Learning How to Write: An Opportunity for Kids
The word “opportunity” has been on my mind this past month.
At the beginning of March, when a parent was enrolling her daughter in writing classes with me, she referred to them as a "new opportunity" for her daughter. I thought those words were well chosen and thought provoking. Learning how to write properly and at a young age is an opportunity. You have provided your children with that same opportunity, and what they choose to do with it is up to them.
A week into reflecting on opportunities, I was fortuitous to be able to attend my son's first high school baseball game. During that game, I did a lot of observing and, in turn, thinking and left the game further contemplating opportunities.
All 21 players on my son's freshman baseball team were given an opportunity by their coaches when they made the team; that opportunity, though, will be treated differently by each of the players. Some will take it for granted: they will fulfill minimal requirements and occasionally cut corners during practices and lose potential playing time in games as a result. Other players will value it: they will consistently work hard to develop their baseball skills, at times going above and beyond and doing more than what is expected of them by their coaches, and will most likely be rewarded with one of the coveted nine defensive positions on the baseball field during a game.

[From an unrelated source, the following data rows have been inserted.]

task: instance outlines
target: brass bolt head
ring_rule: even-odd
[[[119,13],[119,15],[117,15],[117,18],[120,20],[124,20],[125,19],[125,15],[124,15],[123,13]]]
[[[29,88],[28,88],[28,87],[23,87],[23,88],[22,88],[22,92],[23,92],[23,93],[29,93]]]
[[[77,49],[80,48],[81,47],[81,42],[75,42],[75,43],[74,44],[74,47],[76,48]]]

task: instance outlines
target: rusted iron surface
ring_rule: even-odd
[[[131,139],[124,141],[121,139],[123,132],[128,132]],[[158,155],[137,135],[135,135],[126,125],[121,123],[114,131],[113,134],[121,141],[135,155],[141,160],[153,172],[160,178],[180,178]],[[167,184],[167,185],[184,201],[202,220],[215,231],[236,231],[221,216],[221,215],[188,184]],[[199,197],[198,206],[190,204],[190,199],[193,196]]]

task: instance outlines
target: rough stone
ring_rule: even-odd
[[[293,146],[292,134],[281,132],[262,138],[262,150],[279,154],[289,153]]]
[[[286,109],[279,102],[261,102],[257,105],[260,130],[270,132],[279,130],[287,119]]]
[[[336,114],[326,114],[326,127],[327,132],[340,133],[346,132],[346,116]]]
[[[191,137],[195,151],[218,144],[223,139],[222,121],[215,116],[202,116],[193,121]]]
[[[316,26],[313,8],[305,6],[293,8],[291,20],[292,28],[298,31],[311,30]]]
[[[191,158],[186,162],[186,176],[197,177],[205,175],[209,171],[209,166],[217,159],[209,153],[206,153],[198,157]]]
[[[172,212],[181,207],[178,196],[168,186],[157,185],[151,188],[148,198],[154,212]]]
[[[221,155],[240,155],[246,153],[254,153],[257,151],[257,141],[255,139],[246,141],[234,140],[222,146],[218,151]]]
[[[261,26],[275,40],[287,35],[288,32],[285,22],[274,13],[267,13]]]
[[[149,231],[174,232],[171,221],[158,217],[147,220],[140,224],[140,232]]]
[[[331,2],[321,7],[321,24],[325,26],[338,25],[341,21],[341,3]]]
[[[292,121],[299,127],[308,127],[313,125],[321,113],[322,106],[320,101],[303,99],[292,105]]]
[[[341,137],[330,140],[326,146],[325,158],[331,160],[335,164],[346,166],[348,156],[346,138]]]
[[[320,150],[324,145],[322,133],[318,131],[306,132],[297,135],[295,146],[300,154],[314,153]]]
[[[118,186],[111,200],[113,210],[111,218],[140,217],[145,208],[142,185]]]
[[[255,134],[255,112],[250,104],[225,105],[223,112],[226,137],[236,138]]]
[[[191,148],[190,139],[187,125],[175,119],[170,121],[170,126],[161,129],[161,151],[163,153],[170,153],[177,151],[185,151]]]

What your children choose to do with the writing opportunity you have given them obviously will not determine whether they earn playing time during a high school baseball game, but it will determine where the opportunity takes them in life.
So, hopefully, they don't take it for granted. And hopefully, as they enter the business world, and their writing becomes more and more visible to the people around them, they will thank you for the opportunity that you wrapped up and handed to them as a gift when they were too young to fully appreciate its value.